RE adoption to accelerate due to gas market volatility
Asia is expected to generate 831TWh of gas-fired power over the decade.
Gas market price volatility will compel new regions to speed up their adoption of renewable energy, according to a report by Fitch Solutions.
“In contrast to our outlook for coal, we highlight that lower carbon-emitting alternatives will rise in prominence, however despite many markets showing growth in the gas sector volatility will place pressure on the sector,” it said.
Fitch Solutions expect non-hydropower renewable capacity in the near term to continue its surge with an average annual global addition of 230 gigawatts (GW) between 2020 and 2024, from 141GW between 2016 and 2020.

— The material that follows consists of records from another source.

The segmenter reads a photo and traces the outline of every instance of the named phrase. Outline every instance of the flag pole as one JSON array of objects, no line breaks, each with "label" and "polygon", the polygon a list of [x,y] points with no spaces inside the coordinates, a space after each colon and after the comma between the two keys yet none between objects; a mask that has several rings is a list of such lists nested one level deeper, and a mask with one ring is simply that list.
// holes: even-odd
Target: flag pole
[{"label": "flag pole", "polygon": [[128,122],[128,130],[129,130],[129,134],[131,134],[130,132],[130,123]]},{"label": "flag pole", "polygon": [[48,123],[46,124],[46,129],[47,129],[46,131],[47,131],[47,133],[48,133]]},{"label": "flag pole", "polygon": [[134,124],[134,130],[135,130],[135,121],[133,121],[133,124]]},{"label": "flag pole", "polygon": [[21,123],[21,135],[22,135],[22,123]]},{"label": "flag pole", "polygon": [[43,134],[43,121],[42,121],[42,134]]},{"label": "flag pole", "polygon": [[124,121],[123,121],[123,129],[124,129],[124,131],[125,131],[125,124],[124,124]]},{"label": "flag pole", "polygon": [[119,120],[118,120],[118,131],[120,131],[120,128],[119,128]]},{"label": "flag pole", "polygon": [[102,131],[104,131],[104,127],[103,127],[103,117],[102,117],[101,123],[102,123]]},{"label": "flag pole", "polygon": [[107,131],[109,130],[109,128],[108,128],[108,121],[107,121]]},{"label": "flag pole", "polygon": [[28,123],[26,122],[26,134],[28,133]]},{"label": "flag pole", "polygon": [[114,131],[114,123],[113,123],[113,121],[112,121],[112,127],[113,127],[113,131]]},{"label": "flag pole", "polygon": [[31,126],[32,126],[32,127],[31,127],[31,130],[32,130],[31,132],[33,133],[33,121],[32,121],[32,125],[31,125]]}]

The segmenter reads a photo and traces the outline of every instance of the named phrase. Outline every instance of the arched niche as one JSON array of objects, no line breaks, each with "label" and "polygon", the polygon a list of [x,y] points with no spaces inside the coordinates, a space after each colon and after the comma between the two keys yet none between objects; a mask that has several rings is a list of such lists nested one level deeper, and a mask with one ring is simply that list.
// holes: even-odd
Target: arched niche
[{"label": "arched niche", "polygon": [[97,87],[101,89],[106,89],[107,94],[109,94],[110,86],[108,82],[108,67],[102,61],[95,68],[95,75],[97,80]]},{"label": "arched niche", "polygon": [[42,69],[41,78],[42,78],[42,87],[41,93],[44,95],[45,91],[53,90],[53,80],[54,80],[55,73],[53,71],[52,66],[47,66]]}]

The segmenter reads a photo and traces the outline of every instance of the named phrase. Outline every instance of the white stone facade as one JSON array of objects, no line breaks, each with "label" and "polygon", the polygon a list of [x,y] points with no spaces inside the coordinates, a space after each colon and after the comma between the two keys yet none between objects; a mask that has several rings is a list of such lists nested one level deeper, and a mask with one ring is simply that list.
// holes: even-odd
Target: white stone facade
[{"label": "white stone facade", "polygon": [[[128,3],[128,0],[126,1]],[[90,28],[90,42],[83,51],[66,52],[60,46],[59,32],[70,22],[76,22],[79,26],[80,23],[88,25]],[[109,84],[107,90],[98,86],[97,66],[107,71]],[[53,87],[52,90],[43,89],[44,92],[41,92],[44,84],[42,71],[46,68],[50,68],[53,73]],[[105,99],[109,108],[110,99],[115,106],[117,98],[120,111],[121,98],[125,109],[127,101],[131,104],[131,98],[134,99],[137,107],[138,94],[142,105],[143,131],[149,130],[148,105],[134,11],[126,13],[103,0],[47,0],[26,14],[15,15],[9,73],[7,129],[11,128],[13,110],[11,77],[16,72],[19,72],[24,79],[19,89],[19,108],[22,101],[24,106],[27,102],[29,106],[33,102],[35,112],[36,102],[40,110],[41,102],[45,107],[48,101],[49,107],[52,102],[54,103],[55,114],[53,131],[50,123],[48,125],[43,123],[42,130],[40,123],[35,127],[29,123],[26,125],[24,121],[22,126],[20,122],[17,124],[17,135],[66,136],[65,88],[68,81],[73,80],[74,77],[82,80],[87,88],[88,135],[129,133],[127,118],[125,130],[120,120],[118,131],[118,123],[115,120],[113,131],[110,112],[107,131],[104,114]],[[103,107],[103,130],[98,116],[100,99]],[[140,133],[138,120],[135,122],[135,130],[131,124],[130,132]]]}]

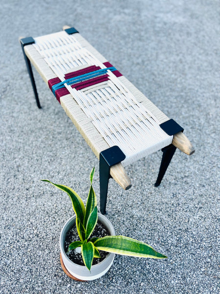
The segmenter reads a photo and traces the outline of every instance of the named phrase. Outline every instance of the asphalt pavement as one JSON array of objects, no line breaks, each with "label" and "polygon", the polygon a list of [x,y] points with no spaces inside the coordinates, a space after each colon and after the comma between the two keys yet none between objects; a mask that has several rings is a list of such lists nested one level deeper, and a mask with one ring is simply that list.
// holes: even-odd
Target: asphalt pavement
[{"label": "asphalt pavement", "polygon": [[[2,294],[220,292],[220,22],[217,0],[2,1],[0,9],[0,289]],[[117,235],[151,245],[166,260],[117,255],[100,279],[70,279],[59,238],[85,202],[98,161],[35,70],[36,104],[20,36],[75,27],[170,118],[196,152],[177,150],[154,186],[161,151],[127,167],[132,186],[110,180],[107,217]]]}]

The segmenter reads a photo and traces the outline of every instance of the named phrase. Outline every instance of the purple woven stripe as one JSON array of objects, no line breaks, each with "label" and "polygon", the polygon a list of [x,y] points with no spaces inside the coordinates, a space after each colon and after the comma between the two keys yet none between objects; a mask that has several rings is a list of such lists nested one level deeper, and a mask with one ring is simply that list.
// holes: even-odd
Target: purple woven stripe
[{"label": "purple woven stripe", "polygon": [[61,89],[59,89],[55,91],[56,94],[56,98],[58,100],[59,103],[60,103],[60,98],[62,96],[65,96],[65,95],[67,95],[69,94],[69,92],[66,88],[62,88]]},{"label": "purple woven stripe", "polygon": [[77,84],[74,84],[74,85],[72,85],[71,87],[72,88],[75,88],[75,89],[77,90],[81,90],[82,89],[85,89],[85,88],[89,87],[89,86],[92,86],[93,85],[96,85],[96,84],[99,84],[102,82],[108,81],[109,76],[109,75],[108,74],[103,74],[101,76],[94,77],[93,78],[90,78],[87,81],[84,81],[83,82],[81,82]]},{"label": "purple woven stripe", "polygon": [[[104,62],[103,64],[106,66],[107,68],[111,67],[113,66],[109,62]],[[101,68],[99,66],[92,65],[84,69],[82,69],[82,70],[79,70],[78,71],[76,71],[72,73],[66,74],[65,75],[65,77],[66,79],[67,79],[68,78],[78,76],[78,75],[81,75],[82,74],[88,74],[88,73],[94,72],[95,71],[97,71],[100,69]],[[112,73],[117,77],[121,76],[122,75],[122,74],[118,71],[114,71],[112,72]],[[81,90],[82,89],[87,88],[88,87],[89,87],[90,86],[93,86],[93,85],[96,85],[99,83],[108,81],[109,80],[109,75],[108,74],[106,74],[101,75],[100,76],[97,76],[96,77],[90,79],[88,78],[87,80],[74,84],[73,85],[72,85],[71,87],[72,88],[75,88],[77,90]],[[48,81],[48,84],[50,90],[51,90],[52,86],[55,85],[56,84],[58,84],[61,81],[59,77],[55,77],[49,80]],[[57,90],[55,91],[56,98],[59,103],[60,103],[61,97],[65,95],[67,95],[69,94],[69,91],[66,87],[62,88]]]},{"label": "purple woven stripe", "polygon": [[100,68],[99,66],[92,65],[91,66],[89,66],[85,69],[79,70],[79,71],[76,71],[76,72],[69,73],[69,74],[65,74],[65,78],[66,79],[67,79],[68,78],[74,77],[75,76],[77,76],[78,75],[81,75],[81,74],[88,74],[88,73],[90,73],[91,72],[94,72],[95,71],[97,71],[98,70],[100,69],[101,68]]}]

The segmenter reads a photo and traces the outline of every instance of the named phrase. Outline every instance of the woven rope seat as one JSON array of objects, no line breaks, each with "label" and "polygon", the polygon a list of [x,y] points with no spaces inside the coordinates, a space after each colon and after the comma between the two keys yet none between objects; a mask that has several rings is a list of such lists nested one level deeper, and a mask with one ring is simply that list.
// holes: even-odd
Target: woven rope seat
[{"label": "woven rope seat", "polygon": [[[100,160],[102,213],[110,174],[127,189],[131,182],[123,167],[164,147],[168,165],[176,147],[193,153],[182,128],[74,28],[21,42],[39,108],[30,61]],[[168,165],[161,162],[156,186]]]}]

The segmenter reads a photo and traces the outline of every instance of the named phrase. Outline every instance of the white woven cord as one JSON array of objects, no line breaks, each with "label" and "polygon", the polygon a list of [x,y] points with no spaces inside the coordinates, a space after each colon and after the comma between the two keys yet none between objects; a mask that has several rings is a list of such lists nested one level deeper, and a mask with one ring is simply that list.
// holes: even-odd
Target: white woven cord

Despite this, Asia is still expected to see the largest growth in gas-fired power output between 2022 and 2031 at 831 terawatt-hours (TWh), followed by the Middle East and North Africa (MENA) at 367TWh.

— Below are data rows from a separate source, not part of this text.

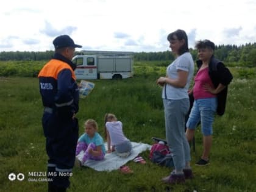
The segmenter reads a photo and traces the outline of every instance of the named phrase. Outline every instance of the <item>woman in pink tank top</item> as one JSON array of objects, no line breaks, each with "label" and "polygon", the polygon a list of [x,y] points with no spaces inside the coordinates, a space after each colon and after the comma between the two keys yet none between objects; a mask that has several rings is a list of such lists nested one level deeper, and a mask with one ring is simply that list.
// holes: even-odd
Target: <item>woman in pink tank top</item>
[{"label": "woman in pink tank top", "polygon": [[[198,51],[199,70],[194,78],[194,85],[189,94],[193,94],[194,102],[187,123],[186,136],[189,141],[194,135],[199,122],[203,134],[203,153],[196,165],[209,164],[209,155],[212,143],[212,124],[216,112],[224,113],[227,85],[233,77],[224,64],[214,57],[215,44],[207,40],[199,41]],[[219,99],[219,96],[222,98]],[[223,100],[224,99],[224,100]]]}]

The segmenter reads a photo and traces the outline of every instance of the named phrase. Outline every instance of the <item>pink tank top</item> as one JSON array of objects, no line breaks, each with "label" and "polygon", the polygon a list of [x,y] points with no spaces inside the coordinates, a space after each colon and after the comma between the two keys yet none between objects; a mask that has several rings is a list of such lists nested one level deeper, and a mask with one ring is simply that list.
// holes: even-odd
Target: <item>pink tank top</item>
[{"label": "pink tank top", "polygon": [[194,77],[193,94],[195,99],[216,98],[216,94],[204,90],[204,84],[209,84],[210,86],[214,88],[208,73],[208,68],[198,71]]}]

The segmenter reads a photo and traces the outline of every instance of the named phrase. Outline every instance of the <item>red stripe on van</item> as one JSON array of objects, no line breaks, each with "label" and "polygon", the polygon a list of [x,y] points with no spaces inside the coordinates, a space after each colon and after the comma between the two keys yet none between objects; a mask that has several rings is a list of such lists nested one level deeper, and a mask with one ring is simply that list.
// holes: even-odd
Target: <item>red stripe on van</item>
[{"label": "red stripe on van", "polygon": [[77,69],[96,69],[97,66],[77,66]]}]

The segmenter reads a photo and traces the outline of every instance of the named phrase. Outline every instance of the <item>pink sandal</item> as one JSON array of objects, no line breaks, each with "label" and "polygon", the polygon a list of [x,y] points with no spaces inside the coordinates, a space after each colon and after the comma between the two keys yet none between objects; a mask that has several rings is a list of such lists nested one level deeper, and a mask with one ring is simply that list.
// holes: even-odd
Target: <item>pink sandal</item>
[{"label": "pink sandal", "polygon": [[141,164],[145,164],[147,162],[142,158],[142,157],[138,156],[135,159],[133,159],[133,162],[136,163],[139,163]]},{"label": "pink sandal", "polygon": [[119,168],[121,172],[124,174],[131,174],[133,172],[133,171],[130,169],[130,168],[127,165],[123,165],[120,166]]}]

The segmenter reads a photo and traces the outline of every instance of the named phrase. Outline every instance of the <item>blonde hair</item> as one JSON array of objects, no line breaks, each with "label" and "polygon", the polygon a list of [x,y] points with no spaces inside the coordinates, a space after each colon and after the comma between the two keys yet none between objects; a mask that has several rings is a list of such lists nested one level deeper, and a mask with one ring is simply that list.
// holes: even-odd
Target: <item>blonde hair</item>
[{"label": "blonde hair", "polygon": [[105,131],[105,138],[107,139],[107,127],[106,127],[106,123],[110,121],[116,121],[117,118],[114,114],[112,113],[106,113],[105,114],[104,117],[104,131]]},{"label": "blonde hair", "polygon": [[97,122],[96,122],[95,120],[93,119],[87,119],[85,122],[85,125],[91,125],[91,126],[93,126],[93,128],[95,129],[96,130],[98,130],[98,123]]}]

Fitch, however, stated that they expect markets in MENA to strengthen their efforts to cut domestic oil and gas consumption in the power sector and boost hydrocarbon experts in the near-to-medium term.
It added that the increased demand for non-Russian hydrocarbons in Western Europe along with high energy commodity prices will likely reinforce many MENA markets’ initiatives to reduce consumption of oil and gas, “weighing on conventional thermal power growth whilst supporting investment in non-hydropower renewables.”
Many key markets in MENA which include Egypt and the United Arab Emirates were amongst the fastest growing solar sectors globally.
“In general, rising gas prices cast doubt on the view that the sector will be used globally as a bridging fuel from coal to renewables,” it said.